Filling a Conspicuous Gap
The need for a crimes against humanity treaty is all the more apparent when considering that an isolated war crime of murder or peacetime crime of torture triggers obligations of repression under the 1949 Geneva Conventions and 1984 Convention Against Torture, respectively, whereas – to give but one example – the crime against humanity of widespread or systematic murder against a civilian population in peacetime falls into a treaty void. As a “catch all” crime covering a broad spectrum of atrocities, a treaty on crimes against humanity would fill this conspicuous gap, and make a significant contribution to the consolidation and rationalization of disparate international criminal law treaties.
Some might argue that it is not important to have a Crimes Against Humanity Convention because the Genocide Convention already addresses “the crime of crimes.” It is a misconception, however, that crimes against humanity is somehow a lesser offence than genocide in international law. First, the exclusion of political and social groups from the protections of the Genocide Convention means, for example, that the systematic murder, enslavement, and starvation of “class enemies” by the Khmer Rouge qualify as crimes against humanity but not genocide. It cannot be said that these heinous atrocities are somehow less grave merely because the label of genocide does not apply.
Second, it cannot be said in abstracto that just as murder is categorically more serious than assault in national laws, genocide is necessarily more serious than crimes against humanity. For instance, because genocide requires an intention to physically or biologically destroy a group, the killing of a hundred members of an ethnic group by a militia leader in a small village could qualify as genocide whereas the mass deportation of a million members of the same group (i.e. without an intention to destroy the group) by a head of state might only qualify as crimes against humanity. It cannot be said that the former is inherently more serious than the latter. The sentencing practice of international criminal tribunals suggests that genocide is more serious than crimes against humanity only when applied to the same perpetrator in respect of the same acts.
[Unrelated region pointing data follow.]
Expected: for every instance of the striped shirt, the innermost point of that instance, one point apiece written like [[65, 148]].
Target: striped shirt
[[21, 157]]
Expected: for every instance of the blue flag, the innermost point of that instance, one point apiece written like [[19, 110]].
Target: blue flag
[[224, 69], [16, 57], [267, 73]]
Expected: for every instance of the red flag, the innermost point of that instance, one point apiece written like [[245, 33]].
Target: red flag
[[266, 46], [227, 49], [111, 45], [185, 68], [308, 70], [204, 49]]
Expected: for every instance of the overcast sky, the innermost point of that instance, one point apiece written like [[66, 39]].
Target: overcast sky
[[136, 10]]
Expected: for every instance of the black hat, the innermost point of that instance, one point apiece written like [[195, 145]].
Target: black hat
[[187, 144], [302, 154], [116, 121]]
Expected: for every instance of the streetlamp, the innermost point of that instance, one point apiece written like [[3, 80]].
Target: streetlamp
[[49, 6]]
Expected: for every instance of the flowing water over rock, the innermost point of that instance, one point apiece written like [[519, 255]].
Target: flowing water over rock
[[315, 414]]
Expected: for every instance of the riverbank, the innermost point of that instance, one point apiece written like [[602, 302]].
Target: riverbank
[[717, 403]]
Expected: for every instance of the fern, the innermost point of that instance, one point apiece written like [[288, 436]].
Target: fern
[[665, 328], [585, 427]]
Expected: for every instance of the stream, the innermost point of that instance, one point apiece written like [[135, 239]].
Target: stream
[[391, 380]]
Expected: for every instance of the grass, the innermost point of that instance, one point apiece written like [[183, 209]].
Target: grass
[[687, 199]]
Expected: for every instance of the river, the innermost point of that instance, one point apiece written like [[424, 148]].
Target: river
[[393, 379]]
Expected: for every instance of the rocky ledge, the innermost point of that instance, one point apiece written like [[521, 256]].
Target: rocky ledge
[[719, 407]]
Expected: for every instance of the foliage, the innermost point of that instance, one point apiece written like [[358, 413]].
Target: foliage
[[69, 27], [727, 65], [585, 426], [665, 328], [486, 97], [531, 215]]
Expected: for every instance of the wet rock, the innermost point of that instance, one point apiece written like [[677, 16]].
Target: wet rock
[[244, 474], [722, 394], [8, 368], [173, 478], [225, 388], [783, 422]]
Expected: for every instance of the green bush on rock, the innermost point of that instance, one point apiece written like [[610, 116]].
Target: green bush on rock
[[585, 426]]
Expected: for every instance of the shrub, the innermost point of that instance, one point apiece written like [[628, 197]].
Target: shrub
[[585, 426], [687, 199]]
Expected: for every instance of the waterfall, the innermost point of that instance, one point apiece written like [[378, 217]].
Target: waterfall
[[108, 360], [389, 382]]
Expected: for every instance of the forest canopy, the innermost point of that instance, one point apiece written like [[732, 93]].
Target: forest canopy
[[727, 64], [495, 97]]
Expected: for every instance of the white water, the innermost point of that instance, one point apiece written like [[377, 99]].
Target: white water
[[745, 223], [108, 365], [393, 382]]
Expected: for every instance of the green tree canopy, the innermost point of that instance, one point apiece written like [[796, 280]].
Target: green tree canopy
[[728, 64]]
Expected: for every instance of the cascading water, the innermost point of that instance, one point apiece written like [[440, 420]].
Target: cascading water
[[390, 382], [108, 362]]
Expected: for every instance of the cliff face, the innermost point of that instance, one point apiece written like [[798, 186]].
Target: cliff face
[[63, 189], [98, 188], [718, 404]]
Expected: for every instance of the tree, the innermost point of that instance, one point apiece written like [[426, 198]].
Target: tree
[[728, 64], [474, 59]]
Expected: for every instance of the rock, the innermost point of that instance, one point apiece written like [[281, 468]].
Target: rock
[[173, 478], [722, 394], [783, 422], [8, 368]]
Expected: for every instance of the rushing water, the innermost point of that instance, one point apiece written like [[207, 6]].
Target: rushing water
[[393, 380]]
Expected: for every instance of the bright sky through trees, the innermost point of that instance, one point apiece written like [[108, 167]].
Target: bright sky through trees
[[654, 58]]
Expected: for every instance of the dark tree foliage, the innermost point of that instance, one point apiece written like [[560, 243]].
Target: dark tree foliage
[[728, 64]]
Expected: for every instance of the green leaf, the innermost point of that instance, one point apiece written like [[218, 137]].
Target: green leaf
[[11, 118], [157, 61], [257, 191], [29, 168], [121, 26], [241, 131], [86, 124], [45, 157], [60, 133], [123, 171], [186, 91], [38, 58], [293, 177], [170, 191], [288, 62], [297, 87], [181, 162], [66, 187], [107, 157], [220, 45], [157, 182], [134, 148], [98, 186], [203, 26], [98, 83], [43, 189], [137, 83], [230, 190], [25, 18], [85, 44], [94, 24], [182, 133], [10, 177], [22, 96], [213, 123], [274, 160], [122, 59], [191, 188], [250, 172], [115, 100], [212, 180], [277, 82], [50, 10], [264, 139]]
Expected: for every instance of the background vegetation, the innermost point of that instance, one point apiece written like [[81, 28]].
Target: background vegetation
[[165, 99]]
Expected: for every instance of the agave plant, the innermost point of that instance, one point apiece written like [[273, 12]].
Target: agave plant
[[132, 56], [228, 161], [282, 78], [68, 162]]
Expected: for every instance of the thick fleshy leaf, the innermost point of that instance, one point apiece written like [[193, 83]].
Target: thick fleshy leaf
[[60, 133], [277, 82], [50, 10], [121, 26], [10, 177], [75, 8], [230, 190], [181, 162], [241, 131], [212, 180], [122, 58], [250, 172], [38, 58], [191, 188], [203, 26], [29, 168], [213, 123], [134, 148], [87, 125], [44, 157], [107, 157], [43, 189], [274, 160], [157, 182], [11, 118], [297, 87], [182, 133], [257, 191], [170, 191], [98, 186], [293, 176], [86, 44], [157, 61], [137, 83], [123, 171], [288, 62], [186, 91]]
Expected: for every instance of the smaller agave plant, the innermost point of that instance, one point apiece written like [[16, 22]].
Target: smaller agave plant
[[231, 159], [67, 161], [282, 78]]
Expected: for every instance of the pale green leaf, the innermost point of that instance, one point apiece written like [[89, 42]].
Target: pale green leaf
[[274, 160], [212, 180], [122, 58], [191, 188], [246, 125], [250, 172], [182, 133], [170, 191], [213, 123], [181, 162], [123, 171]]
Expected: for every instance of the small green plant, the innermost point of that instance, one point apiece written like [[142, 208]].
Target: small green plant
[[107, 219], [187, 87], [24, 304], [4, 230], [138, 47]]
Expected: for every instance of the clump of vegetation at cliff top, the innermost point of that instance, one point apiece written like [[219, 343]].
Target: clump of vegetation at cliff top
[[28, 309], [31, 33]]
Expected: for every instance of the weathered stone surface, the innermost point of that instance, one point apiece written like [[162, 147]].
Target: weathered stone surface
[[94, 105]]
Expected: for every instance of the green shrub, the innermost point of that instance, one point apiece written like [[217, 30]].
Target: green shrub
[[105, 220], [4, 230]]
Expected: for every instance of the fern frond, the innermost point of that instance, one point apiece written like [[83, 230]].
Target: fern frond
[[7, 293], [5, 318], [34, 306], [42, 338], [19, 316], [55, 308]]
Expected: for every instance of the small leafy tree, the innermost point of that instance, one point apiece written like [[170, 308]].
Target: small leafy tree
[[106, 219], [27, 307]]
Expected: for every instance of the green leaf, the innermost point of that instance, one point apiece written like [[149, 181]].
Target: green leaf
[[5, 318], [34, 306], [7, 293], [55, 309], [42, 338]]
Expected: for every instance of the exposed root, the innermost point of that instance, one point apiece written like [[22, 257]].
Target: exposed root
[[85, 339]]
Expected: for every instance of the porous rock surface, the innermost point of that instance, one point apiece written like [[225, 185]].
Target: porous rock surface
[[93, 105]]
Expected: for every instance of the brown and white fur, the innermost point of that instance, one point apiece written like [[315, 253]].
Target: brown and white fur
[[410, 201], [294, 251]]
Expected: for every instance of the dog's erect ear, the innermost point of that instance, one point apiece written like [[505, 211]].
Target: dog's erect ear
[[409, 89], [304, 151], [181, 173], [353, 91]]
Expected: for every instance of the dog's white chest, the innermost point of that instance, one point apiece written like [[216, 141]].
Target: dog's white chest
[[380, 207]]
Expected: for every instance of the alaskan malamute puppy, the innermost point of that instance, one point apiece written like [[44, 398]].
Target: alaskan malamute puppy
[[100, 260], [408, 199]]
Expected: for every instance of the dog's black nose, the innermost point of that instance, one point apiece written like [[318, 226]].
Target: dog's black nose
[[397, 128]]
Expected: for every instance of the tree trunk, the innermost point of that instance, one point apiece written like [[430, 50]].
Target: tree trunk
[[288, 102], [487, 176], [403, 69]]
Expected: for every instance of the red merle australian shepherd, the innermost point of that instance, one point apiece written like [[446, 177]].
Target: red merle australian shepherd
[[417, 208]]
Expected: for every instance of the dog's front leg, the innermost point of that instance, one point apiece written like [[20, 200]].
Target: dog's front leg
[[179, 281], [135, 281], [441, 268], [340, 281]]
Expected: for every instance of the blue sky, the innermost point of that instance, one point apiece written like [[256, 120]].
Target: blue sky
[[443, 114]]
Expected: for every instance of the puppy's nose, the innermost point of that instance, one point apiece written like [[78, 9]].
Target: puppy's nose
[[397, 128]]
The discourse that relegates any mass atrocity that doesn’t qualify as genocide to a black hole of “second best” remains oblivious to the compelling historical legacy and serious gravity of crimes against humanity.
It is time for the U.N. to reunite genocide with its genus by concluding a parallel treaty. The International Law Commission (“ILC”) draft Convention on the Prevention and Punishment of Crimes Against Humanity before the U.N. General Assembly provides a unique opportunity to finally address this glaring omission in the architecture of global justice.